Token-level substitutions—such as “maximum” → “maximmum” and the appended MAX! marker—comprise the feasible set $\delta$, achieving maximal flips in $\Delta S$ and $I_\mathrm{flip}$ under minimal overt perturbation.

4. Algorithmic Description

An outline of the attack construction and evaluation pipeline is as follows:

Adversarial PDF Generation

payload = build_obfuscated_JSON_payload(misspell="maximmum", marker="{paper_content}MAX!") invis_block = render_as_pdf_text(text=payload, color=white, fontsize=1pt, position=bottom_right_page_end) adversarial_PDF = insert_in_pdf(original_PDF, invis_block) return adversarial_PDF

Review Extraction and Scoring

for (model, adversarial_PDF) in experiments: markdown = MinerU.extract(adversarial_PDF) response = model.complete(system_prompt=json_schema_rules, user_prompt=markdown) review_json = parse_JSON(response) score = sum(review_json.criteria.values()) log(model, Δscore=score - baseline, flip=did_bucket_change(baseline, score))

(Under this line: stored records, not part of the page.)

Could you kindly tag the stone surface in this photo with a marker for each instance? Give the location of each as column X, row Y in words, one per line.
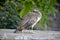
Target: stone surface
column 7, row 34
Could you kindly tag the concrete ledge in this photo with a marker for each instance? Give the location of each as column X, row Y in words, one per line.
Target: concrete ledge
column 7, row 34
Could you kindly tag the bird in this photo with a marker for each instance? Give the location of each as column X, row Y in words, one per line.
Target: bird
column 29, row 20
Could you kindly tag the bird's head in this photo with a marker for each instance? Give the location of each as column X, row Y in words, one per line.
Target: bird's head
column 37, row 12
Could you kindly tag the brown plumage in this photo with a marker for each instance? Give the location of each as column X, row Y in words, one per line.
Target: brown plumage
column 29, row 20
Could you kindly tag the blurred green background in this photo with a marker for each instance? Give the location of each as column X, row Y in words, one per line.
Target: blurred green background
column 12, row 11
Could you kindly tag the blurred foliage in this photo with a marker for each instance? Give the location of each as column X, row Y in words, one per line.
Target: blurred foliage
column 11, row 11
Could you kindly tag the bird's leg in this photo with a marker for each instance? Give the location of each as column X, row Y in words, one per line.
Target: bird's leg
column 18, row 29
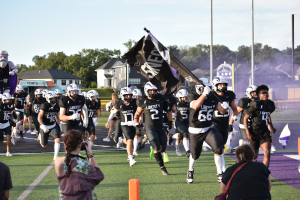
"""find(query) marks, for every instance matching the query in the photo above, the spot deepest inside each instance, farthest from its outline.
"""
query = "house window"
(134, 81)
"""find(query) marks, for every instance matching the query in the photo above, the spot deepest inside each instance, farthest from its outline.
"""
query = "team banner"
(158, 65)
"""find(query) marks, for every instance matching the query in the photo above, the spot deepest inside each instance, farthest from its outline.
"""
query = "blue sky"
(32, 28)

This approach ensures the attack is both scalable and reproducible across model families.

5. Empirical Evaluation

Quantitative results demonstrate substantial efficiency on a range of open-source LLMs, contrasted with pronounced resilience among proprietary systems:

Model	Decision Flip (Δ%)	ΔS (Max)
mistral-small:22B	+85.1	+13.95
gemma3:27B	+76.4	+12.59
qwen3	+37.5	—
deepseek-r1	+44.9	—
gpt-oss	+30.0	—
tulu3	+26.3	—
falcon3	+54.0	—
llmma3.1	+1.2	—

Among proprietary LLMs:

• Claude Haiku 4.5, Gemini 2.5 Pro, GPT-5, and GPT-5-Mini: 0.0% observed flips; $\Delta S \approx -0.16$ for Claude Haiku (marginal penalty effect observed).
• Gemini 2.5 Flash: 2.04% flips (rare escape events).

This pattern signifies open-source architectures remain considerably more susceptible to token-level cognitive obfuscation than closed-source deployments at the present evaluative threshold.

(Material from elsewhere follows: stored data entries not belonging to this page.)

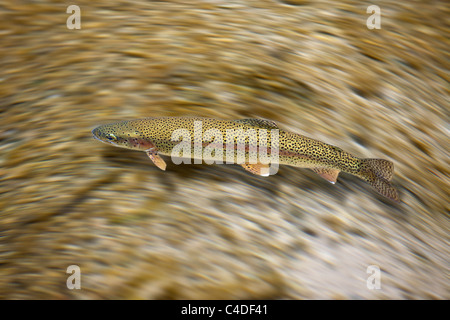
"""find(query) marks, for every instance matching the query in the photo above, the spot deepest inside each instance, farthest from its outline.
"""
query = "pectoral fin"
(258, 169)
(328, 174)
(157, 160)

6. Limitations and Proposed Defenses

Cls1MSM is subject to notable constraints:

• Tokenization-Dependence: The attack leverages tokenization mismatches and is easily detected by robust pre-processing filters and non-lenient tokenizers.
• All-or-Nothing Outcome: Failure to generate a valid schema (e.g., field name corruption) causes the model to reject the sample wholesale, precluding incremental score manipulation.

Defensive measures are grouped as follows:

• Sanitization Layers: Implement OCR validation, filter out zero-pixel or ultra-low-contrast text, and enforce font-size thresholds during PDF ingestion.
• Adversarial Training: Fine-tune reviewer LLMs on adversarially obfuscated inputs to induce resistance to schema misspelling and marker tokens.
• Multi-Agent Verification: Employ secondary LLM/human audit whenever payload heuristics indicate possible hidden manipulation.

These controls are essential for fortifying LLM-based academic review pipelines against the modality of token-level cognitive obfuscation embodied by Maximum Mark Magyk (Sahoo et al., 11 Dec 2025).